Demonstrationen gegen Stuttgart 21 und Atom: Dieser Protest ist bürgerlich

Was ist da los? In Stuttgart protestieren seit Wochen Tausende und Zehntausende gegen ein milliardenteures Bahn-Projekt im Zentrum der Stadt - und gegen den bereits begonnenen Abriss "ihres" alten Kopfbahnhofes.

Was ist da los? In Stuttgart protestieren seit Wochen Tausende und Zehntausende gegen ein milliardenteures Bahn-Projekt im Zentrum der Stadt - und gegen den bereits begonnenen Abriss "ihres" alten Kopfbahnhofes.

Bis zu 50 000 Menschen sollen es am Wochenende wieder gewesen sein, die den politischen Entscheidern deutlich machen wollten: So nicht! Kein kalter Abriss über die Köpfe der Bürger hinweg, denen eben nicht egal ist, welcher Takt just in der Stadt schlägt, in der sie gerne leben. Nirgends sind die Auswirkungen politischer Entscheidungen konkreter als in den Kommunen.

Und in Berlin versammelten sich am Wochenende - je nach Zählart - bis zu 100 000 Menschen, die sich vom Atomkonsens der schwarz-gelben Regierung mit den vier großen Stromversorgern irgendwie über den Tisch gezogen fühlen. Vor allem die nach und nach bekannt werdenden versteckten Klauseln des Atomhandels, der die Stromkonzerne begünstigt, hat den Protest zusätzlich mobilisiert.

Natürlich könnten die Regierenden die Haltung einnehmen: Beschluss ist Beschluss - im Namen des Landes. Doch Vorsicht! Dieser Protest ist anders. Er ist friedlich. Und er ist grundsätzlich. Es ist nicht mehr Brokdorf oder Wackersdorf, wo einst ein Milieu eingespielter und in Teilen gewaltbereiter Berufsdemonstranten unterwegs war. Dieses Mal sind alle Alters- und Bildungsschichten auf der Straße. Dieser Protest erreicht und beteiligt auch Anhänger, Wähler und Sympathisanten des bürgerlichen Lagers.

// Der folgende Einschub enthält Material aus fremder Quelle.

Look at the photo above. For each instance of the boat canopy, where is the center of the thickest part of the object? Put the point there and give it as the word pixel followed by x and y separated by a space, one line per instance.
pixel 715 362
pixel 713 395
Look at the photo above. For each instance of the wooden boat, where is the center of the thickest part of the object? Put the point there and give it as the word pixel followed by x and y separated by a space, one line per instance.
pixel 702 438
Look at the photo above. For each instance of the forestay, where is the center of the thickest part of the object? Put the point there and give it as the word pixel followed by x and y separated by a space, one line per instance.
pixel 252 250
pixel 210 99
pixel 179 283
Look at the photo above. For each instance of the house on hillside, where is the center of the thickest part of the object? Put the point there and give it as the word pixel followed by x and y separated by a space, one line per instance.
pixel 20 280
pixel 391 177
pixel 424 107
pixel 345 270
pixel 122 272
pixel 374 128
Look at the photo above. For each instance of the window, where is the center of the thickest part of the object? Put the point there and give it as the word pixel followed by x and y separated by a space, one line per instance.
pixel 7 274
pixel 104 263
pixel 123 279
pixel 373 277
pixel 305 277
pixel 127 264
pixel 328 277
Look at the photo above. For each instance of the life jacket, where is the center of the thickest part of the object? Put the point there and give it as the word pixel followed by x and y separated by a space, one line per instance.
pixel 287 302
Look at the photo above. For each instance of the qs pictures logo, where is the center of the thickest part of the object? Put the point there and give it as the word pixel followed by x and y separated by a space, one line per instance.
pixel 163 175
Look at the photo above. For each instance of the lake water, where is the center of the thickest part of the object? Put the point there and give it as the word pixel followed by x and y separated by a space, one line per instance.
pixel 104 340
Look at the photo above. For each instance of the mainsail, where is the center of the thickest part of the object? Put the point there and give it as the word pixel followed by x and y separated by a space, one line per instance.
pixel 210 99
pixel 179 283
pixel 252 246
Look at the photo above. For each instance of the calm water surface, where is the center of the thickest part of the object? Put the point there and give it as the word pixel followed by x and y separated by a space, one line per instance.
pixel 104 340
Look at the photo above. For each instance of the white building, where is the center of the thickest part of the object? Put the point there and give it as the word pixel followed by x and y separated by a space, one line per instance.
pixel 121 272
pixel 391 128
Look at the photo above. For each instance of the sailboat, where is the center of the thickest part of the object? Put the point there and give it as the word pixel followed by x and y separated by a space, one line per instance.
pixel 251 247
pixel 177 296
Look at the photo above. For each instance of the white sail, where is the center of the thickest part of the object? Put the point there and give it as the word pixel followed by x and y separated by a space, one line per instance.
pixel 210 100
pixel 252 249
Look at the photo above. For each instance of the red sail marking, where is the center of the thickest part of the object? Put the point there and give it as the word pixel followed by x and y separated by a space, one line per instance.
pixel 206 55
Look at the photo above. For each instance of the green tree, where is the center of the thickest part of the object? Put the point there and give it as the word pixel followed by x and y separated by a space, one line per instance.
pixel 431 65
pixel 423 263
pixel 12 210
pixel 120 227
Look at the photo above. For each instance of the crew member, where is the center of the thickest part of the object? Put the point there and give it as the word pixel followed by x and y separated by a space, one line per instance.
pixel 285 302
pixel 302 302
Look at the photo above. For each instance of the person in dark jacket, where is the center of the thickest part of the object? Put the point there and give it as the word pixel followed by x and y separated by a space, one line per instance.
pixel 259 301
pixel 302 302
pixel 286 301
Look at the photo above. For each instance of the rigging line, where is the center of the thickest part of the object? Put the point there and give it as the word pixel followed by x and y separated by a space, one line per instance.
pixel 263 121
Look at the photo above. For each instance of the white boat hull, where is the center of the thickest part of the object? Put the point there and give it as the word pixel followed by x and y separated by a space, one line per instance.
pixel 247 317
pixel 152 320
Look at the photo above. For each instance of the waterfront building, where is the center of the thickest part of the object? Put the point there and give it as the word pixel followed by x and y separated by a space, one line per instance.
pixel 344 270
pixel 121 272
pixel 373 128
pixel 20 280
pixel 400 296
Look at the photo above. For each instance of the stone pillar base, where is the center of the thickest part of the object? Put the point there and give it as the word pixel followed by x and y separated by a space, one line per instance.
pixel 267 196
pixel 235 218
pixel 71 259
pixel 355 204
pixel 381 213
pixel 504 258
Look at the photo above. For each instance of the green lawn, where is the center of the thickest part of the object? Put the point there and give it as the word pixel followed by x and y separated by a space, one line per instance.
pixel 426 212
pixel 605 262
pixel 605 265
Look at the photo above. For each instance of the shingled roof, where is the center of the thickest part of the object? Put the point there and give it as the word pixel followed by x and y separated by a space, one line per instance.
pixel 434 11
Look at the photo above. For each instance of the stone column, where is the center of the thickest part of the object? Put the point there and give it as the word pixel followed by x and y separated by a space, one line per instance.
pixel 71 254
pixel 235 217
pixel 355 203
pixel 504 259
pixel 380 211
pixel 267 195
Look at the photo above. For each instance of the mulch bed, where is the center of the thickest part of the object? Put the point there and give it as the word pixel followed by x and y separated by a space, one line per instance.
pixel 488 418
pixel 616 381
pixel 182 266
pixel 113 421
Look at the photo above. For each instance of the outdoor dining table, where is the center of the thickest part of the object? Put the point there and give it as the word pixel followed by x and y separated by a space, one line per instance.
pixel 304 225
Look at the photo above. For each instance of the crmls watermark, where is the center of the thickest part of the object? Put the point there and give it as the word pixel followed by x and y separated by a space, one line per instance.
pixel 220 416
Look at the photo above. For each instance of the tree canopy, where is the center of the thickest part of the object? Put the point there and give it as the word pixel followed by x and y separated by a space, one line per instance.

Natürlich kann man mit dem Atomthema keine Wahl gewinnen, aber, und das ist entscheidend, man kann sie deswegen verlieren. Probe aufs Exempel? Als CDU-Chefin hat Angela Merkel 2009 davon abgelassen, das Atom im Wahlkampf zu sehr anzuheizen. Auch "Stuttgart 21" ist ein heißes Eisen, eines, dessen Kosten nicht mehr in die Zeit passen.

Die baden-württembergische Landeshauptstadt war bislang nicht als Hort der Revolution bekannt, eher als Stadt, in der Bewährtes gerne bewahrt würde. Wenn dort Bürger aller Schichten und Angehörige aller Milieus gegen einen als einsam empfundenen politischen Beschluss demonstrieren, ist etwas faul im Ländle.

SPD-Chef Sigmar Gabriel hat jetzt einen Volksentscheid über die Atomlaufzeiten angeregt. Das bringt Stimmung, vielleicht auch Stimmen, ist aber populistisch. Die komplexe Frage der Energieversorgung der drittstärksten Volkswirtschaft der Erde lässt sich nicht per Volksentscheid regeln, was Gabriel als Regierungschef auch niemals anzetteln würde.

Bleibt die Volksabstimmung in Baden-Württemberg, zu der Merkel die Landtagswahl im kommenden Frühjahr ausgerufen hat. Soll am Wahlabend bei der CDU niemand sagen, man habe den Protest falsch wahrgenommen. Diese Stimmung der Bürger ist untrüglich. Es könnte ein gründlicher Denkzettel daraus werden.